BestAIFor.com
DeepSeek

Huawei chips refine DeepSeek model in major leap for China’s AI self-reliance

D
Debby Wang
June 8, 202613 min read
Share:
Huawei chips refine DeepSeek model in major leap for China’s AI self-reliance

Huawei Chips Refine DeepSeek Models in a Major Leap for China's AI Self-Reliance

TL;DR

DeepSeek — the Hangzhou lab that trained a frontier model for a disclosed compute cost of roughly $5.5 million — has reportedly completed fine-tuning runs on Huawei's domestic Ascend 910C chips, extending China's AI self-reliance stack beyond NVIDIA hardware for the first time at meaningful scale. Verified, independent benchmarks proving Ascend parity with the H100 on full training workloads do not yet exist. What is not in doubt: China's AI supply chain is operational, not aspirational, and the timeline Western policymakers assumed for slowing it has compressed considerably.

Key Takeaways

  • DeepSeek disclosed its own training economics: DeepSeek-V3 was pre-trained on approximately 2,048 NVIDIA H800 GPUs over 2.788 million GPU-hours at a stated compute cost of around $5.576 million, according to DeepSeek's December 2024 technical report — a figure Western labs questioned before attempting to replicate it.
  • US export controls removed the H800 from legal supply in October 2023: The Bureau of Industry and Security's updated rule restricted the A800 and H800 — the China-export-compliant NVIDIA chips that had served as the working workaround — cutting off the compute stack DeepSeek had actually used to train V3.
  • Huawei Cloud deployed DeepSeek on Ascend within weeks of R1's release: By January 30, 2025, Huawei was routing DeepSeek inference traffic through Ascend cluster infrastructure, according to Reuters reporting from that date.
  • Fine-tuning on Ascend 910C has been reported but not independently benchmarked: Chinese research teams have claimed successful reinforcement-learning post-training runs of DeepSeek-R1 on Ascend 910B and 910C hardware. A peer-reviewed comparison against identical NVIDIA baselines has not been published as of this writing.
  • Ascend 910C specs remain partially opaque: Huawei has not released a complete datasheet at the disclosure level of NVIDIA's H100 spec sheet. Third-party estimates suggest the 910C meaningfully outperforms the 910B — which reportedly peaks around 256 TFLOPS at FP16 — but Huawei has not confirmed this figure publicly.
  • DeepSeek's architecture reduces the chip gap: The mixture-of-experts routing in V3 and the reasoning-distillation approach in R1 lower per-token compute demand significantly — making a domestically produced, lower-spec chip a more viable training substrate than raw FLOP comparisons suggest.
  • Multiple Chinese chip makers are in parallel development: Cambricon (Shanghai), Biren Technology, and Moore Threads are all shipping AI accelerators, giving Chinese labs supply-chain redundancy that did not exist two years ago.

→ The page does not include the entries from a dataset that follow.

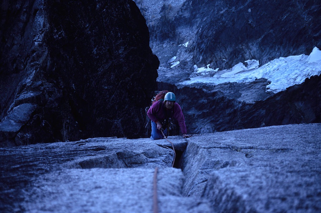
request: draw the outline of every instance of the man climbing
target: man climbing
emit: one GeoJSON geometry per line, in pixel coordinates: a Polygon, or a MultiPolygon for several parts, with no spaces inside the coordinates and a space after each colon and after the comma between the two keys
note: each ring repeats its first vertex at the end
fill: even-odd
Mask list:
{"type": "Polygon", "coordinates": [[[176,103],[176,97],[173,93],[169,92],[165,95],[164,101],[159,101],[154,103],[148,110],[147,115],[152,121],[152,136],[151,138],[158,140],[164,138],[160,130],[164,135],[167,133],[170,118],[175,118],[178,121],[181,131],[184,138],[192,136],[187,134],[186,126],[184,115],[178,104],[176,103]]]}

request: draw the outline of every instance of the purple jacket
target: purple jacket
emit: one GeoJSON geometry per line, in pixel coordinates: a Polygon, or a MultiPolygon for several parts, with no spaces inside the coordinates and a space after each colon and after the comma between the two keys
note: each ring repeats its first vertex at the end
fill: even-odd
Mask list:
{"type": "MultiPolygon", "coordinates": [[[[172,117],[178,121],[181,131],[183,134],[187,134],[185,119],[182,112],[182,109],[178,104],[175,102],[172,108],[174,113],[172,117]]],[[[155,123],[159,121],[161,123],[165,119],[166,111],[168,110],[165,107],[163,101],[158,101],[154,103],[147,111],[147,115],[151,120],[155,123]]]]}

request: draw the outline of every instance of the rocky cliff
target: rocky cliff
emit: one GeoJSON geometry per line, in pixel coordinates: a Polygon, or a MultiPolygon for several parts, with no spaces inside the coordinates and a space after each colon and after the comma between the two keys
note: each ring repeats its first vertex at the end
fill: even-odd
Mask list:
{"type": "MultiPolygon", "coordinates": [[[[135,2],[160,62],[158,90],[177,93],[189,132],[321,122],[320,76],[276,94],[267,91],[271,82],[263,78],[248,83],[179,84],[189,80],[194,65],[221,70],[249,59],[262,65],[280,57],[309,55],[321,47],[320,3],[135,2]]],[[[179,134],[177,129],[173,131],[179,134]]]]}
{"type": "Polygon", "coordinates": [[[1,146],[144,135],[159,62],[134,3],[16,2],[1,4],[1,146]]]}
{"type": "Polygon", "coordinates": [[[0,211],[155,212],[156,192],[160,213],[319,212],[320,137],[320,124],[170,137],[176,168],[165,139],[0,148],[0,211]]]}
{"type": "Polygon", "coordinates": [[[262,65],[280,57],[308,54],[321,46],[317,1],[135,1],[163,69],[169,68],[168,60],[175,56],[180,62],[178,71],[192,70],[195,64],[224,69],[249,59],[262,65]]]}

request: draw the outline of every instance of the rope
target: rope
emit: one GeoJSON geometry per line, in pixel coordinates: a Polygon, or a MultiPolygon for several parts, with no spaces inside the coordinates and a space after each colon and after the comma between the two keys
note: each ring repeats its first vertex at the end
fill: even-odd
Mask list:
{"type": "Polygon", "coordinates": [[[154,172],[154,180],[153,181],[153,189],[154,193],[153,195],[153,213],[158,213],[158,201],[157,200],[157,172],[158,167],[155,168],[154,172]]]}
{"type": "Polygon", "coordinates": [[[161,129],[160,130],[160,131],[161,132],[162,134],[163,134],[163,135],[164,136],[164,137],[165,138],[167,141],[170,143],[172,144],[172,147],[173,147],[173,151],[174,151],[174,159],[173,160],[173,164],[172,164],[172,167],[174,167],[174,163],[175,162],[175,159],[176,158],[176,153],[175,152],[175,149],[174,149],[174,145],[173,144],[173,143],[169,141],[169,140],[167,139],[167,138],[165,137],[165,135],[164,134],[164,132],[163,132],[163,130],[161,129]]]}
{"type": "MultiPolygon", "coordinates": [[[[165,138],[167,141],[172,144],[172,147],[173,147],[173,151],[174,151],[174,159],[173,160],[173,164],[172,164],[172,167],[174,166],[174,162],[175,162],[175,159],[176,157],[176,153],[175,152],[175,149],[174,149],[174,145],[171,141],[167,139],[167,138],[165,137],[163,130],[160,130],[162,134],[163,134],[164,137],[165,138]]],[[[153,213],[158,213],[158,201],[157,198],[157,172],[158,171],[158,167],[156,167],[155,168],[155,170],[154,172],[154,179],[153,181],[153,213]]]]}

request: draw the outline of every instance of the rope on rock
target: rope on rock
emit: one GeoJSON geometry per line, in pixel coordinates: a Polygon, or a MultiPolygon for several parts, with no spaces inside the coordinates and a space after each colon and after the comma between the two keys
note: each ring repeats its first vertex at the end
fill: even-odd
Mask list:
{"type": "Polygon", "coordinates": [[[157,172],[158,167],[155,168],[154,172],[154,179],[153,182],[153,188],[154,191],[153,195],[153,212],[158,213],[158,200],[157,199],[157,172]]]}
{"type": "MultiPolygon", "coordinates": [[[[174,159],[173,160],[173,164],[172,164],[172,167],[174,167],[174,163],[175,162],[175,159],[176,157],[176,153],[175,152],[175,149],[174,149],[174,145],[172,143],[167,139],[164,133],[163,130],[160,130],[162,134],[164,136],[164,137],[166,138],[167,141],[170,143],[172,144],[172,147],[173,147],[173,151],[174,151],[174,159]]],[[[156,167],[155,168],[155,170],[154,172],[154,179],[153,181],[153,213],[158,213],[158,200],[157,198],[157,172],[158,171],[158,167],[156,167]]]]}
{"type": "Polygon", "coordinates": [[[174,159],[173,160],[173,164],[172,164],[172,167],[174,167],[174,163],[175,162],[175,159],[176,158],[176,153],[175,152],[175,149],[174,149],[174,145],[172,143],[169,141],[169,140],[167,139],[167,137],[165,137],[165,135],[164,134],[164,132],[163,132],[163,130],[161,129],[160,130],[160,131],[161,132],[162,134],[163,134],[163,136],[164,136],[164,137],[165,138],[167,141],[170,143],[172,144],[172,147],[173,147],[173,151],[174,151],[174,159]]]}

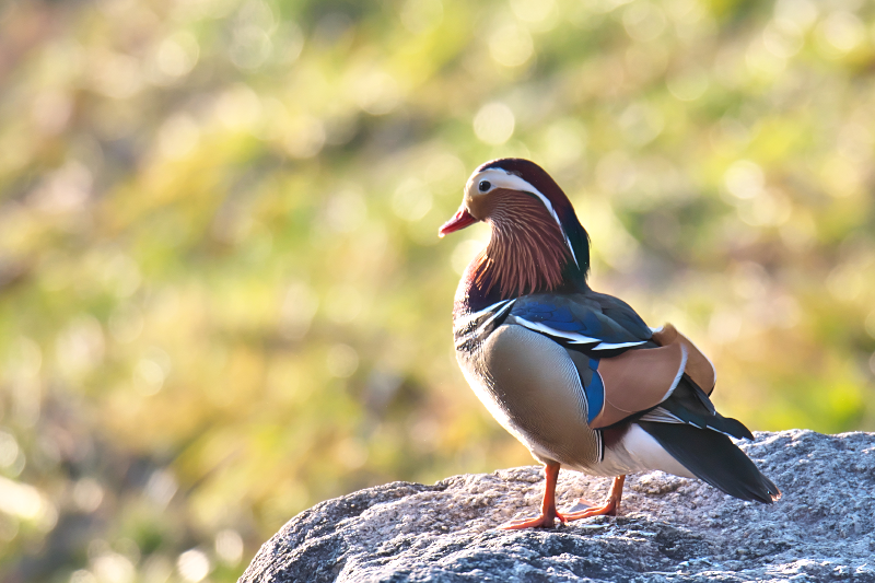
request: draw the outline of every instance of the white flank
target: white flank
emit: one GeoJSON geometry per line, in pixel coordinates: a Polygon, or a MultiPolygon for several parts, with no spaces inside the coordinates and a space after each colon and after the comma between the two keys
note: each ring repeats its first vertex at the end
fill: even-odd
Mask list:
{"type": "Polygon", "coordinates": [[[629,348],[630,346],[643,345],[644,342],[646,342],[646,340],[637,340],[634,342],[618,342],[616,345],[610,345],[608,342],[602,342],[600,345],[595,347],[593,350],[615,350],[617,348],[629,348]]]}

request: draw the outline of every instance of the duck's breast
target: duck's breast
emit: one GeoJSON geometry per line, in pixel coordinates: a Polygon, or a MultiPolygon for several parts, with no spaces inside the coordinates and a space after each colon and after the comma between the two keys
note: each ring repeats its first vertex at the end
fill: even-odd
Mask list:
{"type": "Polygon", "coordinates": [[[495,328],[459,364],[477,396],[541,462],[598,463],[599,440],[586,423],[586,397],[567,350],[518,325],[495,328]]]}

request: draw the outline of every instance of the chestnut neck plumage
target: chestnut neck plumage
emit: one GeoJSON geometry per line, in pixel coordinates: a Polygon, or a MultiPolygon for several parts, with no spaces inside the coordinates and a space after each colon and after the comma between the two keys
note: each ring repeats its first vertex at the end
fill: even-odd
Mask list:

What Happened — The Actual Story

Hangzhou is not the city Western AI executives typically cite when they track frontier model development. Shenzhen has the hardware culture; Beijing has the policy apparatus; Shanghai has the chips money. Hangzhou has Alibaba — and, since 2023, DeepSeek, the quant-funded lab that published a reasoning model in January 2025 that matched OpenAI's o1 on standard benchmarks and sent NVIDIA's stock down sharply in a single session.

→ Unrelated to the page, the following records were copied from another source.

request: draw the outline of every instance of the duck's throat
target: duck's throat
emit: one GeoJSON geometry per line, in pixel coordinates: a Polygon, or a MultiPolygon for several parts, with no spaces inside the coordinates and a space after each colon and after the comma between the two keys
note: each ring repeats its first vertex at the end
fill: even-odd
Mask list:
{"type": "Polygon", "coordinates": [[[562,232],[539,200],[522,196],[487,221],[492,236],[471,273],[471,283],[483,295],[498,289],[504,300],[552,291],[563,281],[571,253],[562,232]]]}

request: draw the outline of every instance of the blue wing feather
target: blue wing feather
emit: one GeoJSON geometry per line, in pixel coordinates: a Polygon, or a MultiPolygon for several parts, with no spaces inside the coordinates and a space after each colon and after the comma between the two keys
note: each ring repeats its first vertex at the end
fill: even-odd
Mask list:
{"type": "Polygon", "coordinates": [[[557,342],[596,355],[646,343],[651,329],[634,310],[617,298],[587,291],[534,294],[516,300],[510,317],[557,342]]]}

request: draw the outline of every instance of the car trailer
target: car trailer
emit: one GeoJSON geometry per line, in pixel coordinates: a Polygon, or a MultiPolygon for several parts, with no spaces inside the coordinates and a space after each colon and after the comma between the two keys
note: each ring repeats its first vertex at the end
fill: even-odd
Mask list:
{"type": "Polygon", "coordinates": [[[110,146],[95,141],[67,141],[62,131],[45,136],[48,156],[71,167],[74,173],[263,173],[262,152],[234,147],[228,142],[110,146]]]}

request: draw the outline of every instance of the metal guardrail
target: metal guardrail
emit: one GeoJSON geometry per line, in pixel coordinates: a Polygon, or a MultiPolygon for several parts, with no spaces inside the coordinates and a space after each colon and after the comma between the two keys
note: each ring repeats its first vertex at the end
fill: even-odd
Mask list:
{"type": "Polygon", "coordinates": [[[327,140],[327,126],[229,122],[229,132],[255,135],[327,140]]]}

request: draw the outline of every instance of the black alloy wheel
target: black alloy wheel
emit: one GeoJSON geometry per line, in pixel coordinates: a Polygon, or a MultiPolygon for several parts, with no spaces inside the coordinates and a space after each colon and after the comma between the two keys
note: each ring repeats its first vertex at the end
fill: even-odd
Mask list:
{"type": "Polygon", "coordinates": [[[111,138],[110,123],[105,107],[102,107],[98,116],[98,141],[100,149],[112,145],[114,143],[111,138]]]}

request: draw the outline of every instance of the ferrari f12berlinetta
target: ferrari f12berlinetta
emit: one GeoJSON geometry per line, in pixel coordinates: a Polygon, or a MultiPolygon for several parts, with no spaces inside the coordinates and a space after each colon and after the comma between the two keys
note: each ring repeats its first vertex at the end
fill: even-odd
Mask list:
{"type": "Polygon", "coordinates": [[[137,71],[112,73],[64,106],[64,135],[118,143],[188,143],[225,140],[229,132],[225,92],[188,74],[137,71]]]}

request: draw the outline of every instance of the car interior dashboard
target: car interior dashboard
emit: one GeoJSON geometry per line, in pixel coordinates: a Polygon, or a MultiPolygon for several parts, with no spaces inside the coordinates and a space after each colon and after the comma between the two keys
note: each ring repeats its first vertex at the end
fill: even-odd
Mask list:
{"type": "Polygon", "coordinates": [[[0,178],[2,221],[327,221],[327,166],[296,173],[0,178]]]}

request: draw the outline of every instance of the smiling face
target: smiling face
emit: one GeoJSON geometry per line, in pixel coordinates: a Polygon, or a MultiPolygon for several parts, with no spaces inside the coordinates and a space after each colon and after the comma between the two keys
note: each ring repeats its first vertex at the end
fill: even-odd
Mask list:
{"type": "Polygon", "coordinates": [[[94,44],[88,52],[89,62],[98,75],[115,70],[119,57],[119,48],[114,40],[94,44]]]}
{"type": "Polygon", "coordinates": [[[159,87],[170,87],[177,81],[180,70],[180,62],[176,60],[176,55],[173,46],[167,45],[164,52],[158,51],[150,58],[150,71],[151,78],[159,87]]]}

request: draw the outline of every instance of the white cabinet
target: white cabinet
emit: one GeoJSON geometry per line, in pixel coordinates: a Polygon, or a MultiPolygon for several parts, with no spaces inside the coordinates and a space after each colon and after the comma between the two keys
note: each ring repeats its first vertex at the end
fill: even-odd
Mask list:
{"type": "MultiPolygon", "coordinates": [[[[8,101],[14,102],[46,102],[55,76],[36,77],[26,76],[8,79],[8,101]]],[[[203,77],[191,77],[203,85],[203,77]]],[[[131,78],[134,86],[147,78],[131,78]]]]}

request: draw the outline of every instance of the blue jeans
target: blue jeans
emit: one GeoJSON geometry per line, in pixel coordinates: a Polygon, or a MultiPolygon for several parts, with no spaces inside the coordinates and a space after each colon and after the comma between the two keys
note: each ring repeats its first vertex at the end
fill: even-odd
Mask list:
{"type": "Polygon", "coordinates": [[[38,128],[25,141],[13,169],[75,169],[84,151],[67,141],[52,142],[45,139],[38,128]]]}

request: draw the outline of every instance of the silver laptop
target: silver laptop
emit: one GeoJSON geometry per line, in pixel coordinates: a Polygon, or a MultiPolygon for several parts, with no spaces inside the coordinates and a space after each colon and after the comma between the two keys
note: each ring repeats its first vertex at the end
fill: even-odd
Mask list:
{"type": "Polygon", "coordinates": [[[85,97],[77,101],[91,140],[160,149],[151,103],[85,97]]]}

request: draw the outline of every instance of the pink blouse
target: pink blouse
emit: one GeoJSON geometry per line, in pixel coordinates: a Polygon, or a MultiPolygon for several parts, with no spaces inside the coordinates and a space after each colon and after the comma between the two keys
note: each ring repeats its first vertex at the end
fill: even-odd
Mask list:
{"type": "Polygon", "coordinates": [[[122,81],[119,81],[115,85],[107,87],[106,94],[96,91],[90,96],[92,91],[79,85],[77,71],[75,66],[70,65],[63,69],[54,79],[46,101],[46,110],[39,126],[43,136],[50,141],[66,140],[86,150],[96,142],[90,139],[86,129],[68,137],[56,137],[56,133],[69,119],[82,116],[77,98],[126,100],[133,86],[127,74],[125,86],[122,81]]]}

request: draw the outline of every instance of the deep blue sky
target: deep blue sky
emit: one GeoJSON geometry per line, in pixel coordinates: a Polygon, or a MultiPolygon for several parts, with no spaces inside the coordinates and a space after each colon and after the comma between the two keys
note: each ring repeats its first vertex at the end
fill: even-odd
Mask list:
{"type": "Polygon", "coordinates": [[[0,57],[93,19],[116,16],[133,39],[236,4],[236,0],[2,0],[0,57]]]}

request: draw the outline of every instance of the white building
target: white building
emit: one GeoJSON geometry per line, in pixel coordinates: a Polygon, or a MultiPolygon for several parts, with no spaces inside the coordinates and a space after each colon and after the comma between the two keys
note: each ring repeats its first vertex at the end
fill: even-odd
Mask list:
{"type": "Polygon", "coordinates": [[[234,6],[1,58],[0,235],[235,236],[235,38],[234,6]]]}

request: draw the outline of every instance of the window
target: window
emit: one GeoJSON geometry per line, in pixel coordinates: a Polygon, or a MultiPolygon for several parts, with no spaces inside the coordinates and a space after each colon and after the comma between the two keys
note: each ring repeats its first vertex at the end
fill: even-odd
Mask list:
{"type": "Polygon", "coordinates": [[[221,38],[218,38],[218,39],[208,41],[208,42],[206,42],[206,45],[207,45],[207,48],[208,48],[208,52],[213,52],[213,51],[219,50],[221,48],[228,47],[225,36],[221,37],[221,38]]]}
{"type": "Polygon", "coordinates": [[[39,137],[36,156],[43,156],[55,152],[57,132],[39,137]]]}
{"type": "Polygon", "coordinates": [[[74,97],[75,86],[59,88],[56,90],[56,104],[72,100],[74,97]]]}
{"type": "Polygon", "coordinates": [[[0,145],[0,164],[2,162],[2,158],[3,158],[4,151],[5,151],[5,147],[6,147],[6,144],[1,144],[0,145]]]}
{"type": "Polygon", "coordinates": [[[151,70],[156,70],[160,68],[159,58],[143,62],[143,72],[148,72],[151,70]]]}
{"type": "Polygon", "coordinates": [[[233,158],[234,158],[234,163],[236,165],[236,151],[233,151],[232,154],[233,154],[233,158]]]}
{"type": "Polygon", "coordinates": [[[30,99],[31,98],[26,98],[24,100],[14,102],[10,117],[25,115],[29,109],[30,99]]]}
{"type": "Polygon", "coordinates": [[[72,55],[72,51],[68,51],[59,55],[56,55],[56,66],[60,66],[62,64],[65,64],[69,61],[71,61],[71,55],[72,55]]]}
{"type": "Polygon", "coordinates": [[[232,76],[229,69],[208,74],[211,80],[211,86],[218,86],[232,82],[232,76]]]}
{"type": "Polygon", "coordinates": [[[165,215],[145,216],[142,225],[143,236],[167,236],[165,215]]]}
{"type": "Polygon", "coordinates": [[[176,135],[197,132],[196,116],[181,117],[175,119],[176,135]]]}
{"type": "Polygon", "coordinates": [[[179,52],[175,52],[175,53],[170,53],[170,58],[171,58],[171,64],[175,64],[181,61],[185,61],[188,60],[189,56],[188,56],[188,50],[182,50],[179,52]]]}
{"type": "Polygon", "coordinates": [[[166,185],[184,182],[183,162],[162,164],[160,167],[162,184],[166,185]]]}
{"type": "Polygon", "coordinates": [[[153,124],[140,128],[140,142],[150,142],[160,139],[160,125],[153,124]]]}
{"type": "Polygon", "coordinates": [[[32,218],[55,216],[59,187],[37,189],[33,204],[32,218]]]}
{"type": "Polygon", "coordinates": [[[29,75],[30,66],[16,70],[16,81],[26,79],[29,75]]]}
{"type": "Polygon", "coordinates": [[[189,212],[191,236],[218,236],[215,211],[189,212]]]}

The Western conversation that followed focused on training efficiency and what it meant for the AI scaling hypothesis. The hardware question got considerably less attention, which is a gap worth closing now.

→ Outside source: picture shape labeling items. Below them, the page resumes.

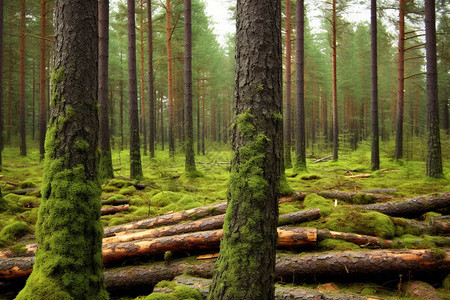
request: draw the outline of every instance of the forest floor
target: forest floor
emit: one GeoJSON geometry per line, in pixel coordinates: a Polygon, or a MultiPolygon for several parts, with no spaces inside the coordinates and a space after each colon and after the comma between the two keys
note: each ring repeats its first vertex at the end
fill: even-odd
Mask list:
{"type": "MultiPolygon", "coordinates": [[[[426,178],[424,160],[395,161],[386,157],[385,153],[390,152],[387,149],[389,147],[390,145],[382,144],[381,169],[379,171],[370,170],[370,148],[368,144],[363,143],[357,151],[341,151],[339,160],[336,162],[328,160],[313,164],[312,162],[316,159],[329,155],[325,150],[320,152],[316,150],[316,155],[310,154],[310,157],[307,159],[307,172],[297,174],[292,168],[286,169],[286,179],[292,192],[298,192],[297,195],[301,193],[317,196],[317,193],[326,191],[362,192],[367,190],[386,190],[382,194],[392,196],[392,199],[382,200],[385,202],[450,192],[450,154],[445,150],[445,144],[443,146],[443,154],[446,176],[442,179],[426,178]],[[367,174],[365,178],[364,176],[355,176],[363,174],[367,174]]],[[[182,153],[178,153],[175,158],[169,158],[167,152],[161,151],[156,152],[156,158],[154,159],[142,156],[144,178],[139,184],[145,186],[133,185],[135,182],[129,180],[129,152],[126,150],[114,150],[113,166],[116,177],[103,183],[101,199],[105,201],[104,208],[106,209],[113,208],[112,205],[108,205],[108,201],[113,203],[117,200],[123,200],[129,206],[115,214],[103,215],[101,218],[103,226],[105,228],[117,226],[226,201],[229,174],[228,163],[232,155],[231,150],[229,147],[222,145],[214,145],[208,149],[207,155],[196,156],[197,169],[203,174],[199,178],[187,178],[184,176],[184,155],[182,153]]],[[[32,190],[25,195],[17,195],[13,192],[39,188],[42,184],[43,162],[39,161],[37,149],[31,149],[27,157],[19,157],[18,153],[19,150],[16,148],[6,148],[3,152],[4,167],[1,173],[3,177],[0,179],[0,187],[4,200],[0,203],[0,211],[2,211],[0,213],[0,246],[20,253],[21,251],[23,252],[24,245],[35,242],[34,224],[37,220],[40,191],[39,189],[32,190]]],[[[319,198],[317,198],[319,200],[316,199],[313,202],[316,203],[317,208],[321,209],[322,217],[319,220],[296,224],[295,226],[377,236],[382,239],[397,241],[397,248],[441,249],[444,250],[444,256],[445,251],[450,248],[448,232],[434,238],[429,234],[411,231],[406,225],[403,227],[397,223],[394,225],[389,218],[388,224],[383,223],[384,221],[379,221],[382,220],[381,218],[377,219],[380,224],[369,226],[369,223],[365,223],[367,220],[362,216],[363,213],[352,207],[352,204],[366,204],[364,202],[365,198],[355,200],[356,202],[354,203],[319,198]],[[361,219],[358,219],[359,217],[361,219]],[[352,222],[351,219],[356,221],[352,222]],[[345,224],[342,224],[342,221],[345,224]]],[[[288,202],[280,203],[280,215],[304,210],[305,208],[314,207],[311,204],[306,205],[304,197],[294,197],[288,202]]],[[[432,217],[442,214],[446,215],[447,213],[448,207],[444,211],[420,214],[415,216],[415,219],[426,223],[432,217]]],[[[280,249],[279,254],[312,254],[324,251],[355,251],[358,249],[370,251],[350,242],[325,239],[314,247],[280,249]]],[[[207,252],[203,251],[201,254],[207,252]]],[[[218,249],[209,251],[209,253],[217,252],[218,249]]],[[[185,261],[186,256],[197,254],[200,253],[182,251],[182,253],[176,253],[171,261],[185,261]]],[[[158,257],[161,258],[161,256],[158,257]]],[[[149,258],[147,261],[141,258],[138,263],[149,263],[149,261],[154,260],[156,258],[149,258]]],[[[136,261],[131,262],[131,264],[136,263],[136,261]]],[[[418,279],[427,281],[436,288],[433,295],[440,297],[437,299],[450,299],[448,268],[444,269],[444,271],[431,272],[431,275],[429,272],[416,275],[413,271],[405,274],[392,272],[389,276],[360,276],[351,279],[330,274],[330,276],[320,278],[315,276],[296,278],[294,282],[297,287],[301,286],[313,291],[334,291],[337,295],[351,294],[355,295],[355,297],[366,297],[361,299],[370,299],[370,297],[375,297],[372,299],[410,299],[412,296],[407,295],[401,283],[418,279]]],[[[2,297],[10,299],[15,293],[12,291],[13,288],[20,289],[21,285],[23,285],[23,279],[19,282],[16,280],[13,285],[10,285],[7,281],[1,282],[0,279],[0,299],[2,297]]],[[[286,283],[284,280],[282,285],[283,287],[291,286],[289,282],[286,283]]],[[[146,294],[149,294],[151,290],[152,286],[148,286],[146,294]]],[[[144,299],[146,294],[141,294],[142,298],[136,299],[144,299]]],[[[123,291],[117,293],[110,291],[110,295],[113,299],[135,299],[135,297],[139,296],[139,294],[127,295],[123,291]]],[[[177,297],[167,299],[185,299],[183,296],[177,297]]],[[[192,297],[195,298],[195,296],[192,297]]],[[[424,299],[426,298],[429,297],[425,296],[424,299]]],[[[159,298],[157,298],[157,295],[154,295],[148,297],[148,299],[159,298]]],[[[338,299],[338,297],[333,299],[338,299]]],[[[345,296],[340,299],[345,299],[345,296]]]]}

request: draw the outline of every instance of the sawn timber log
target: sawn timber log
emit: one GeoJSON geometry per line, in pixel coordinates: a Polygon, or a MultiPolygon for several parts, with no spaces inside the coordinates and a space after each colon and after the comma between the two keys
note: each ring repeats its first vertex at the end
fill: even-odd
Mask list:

Here is the hardware question: DeepSeek trained V3 on H800 GPUs — NVIDIA's China-export-compliant H100 variant, with capped NVLink bandwidth. Those chips are now off the table. The October 2023 BIS rule locked them out, and subsequent amendments have closed remaining loopholes. Whatever DeepSeek builds next, it cannot legally purchase the same compute stack that produced V3.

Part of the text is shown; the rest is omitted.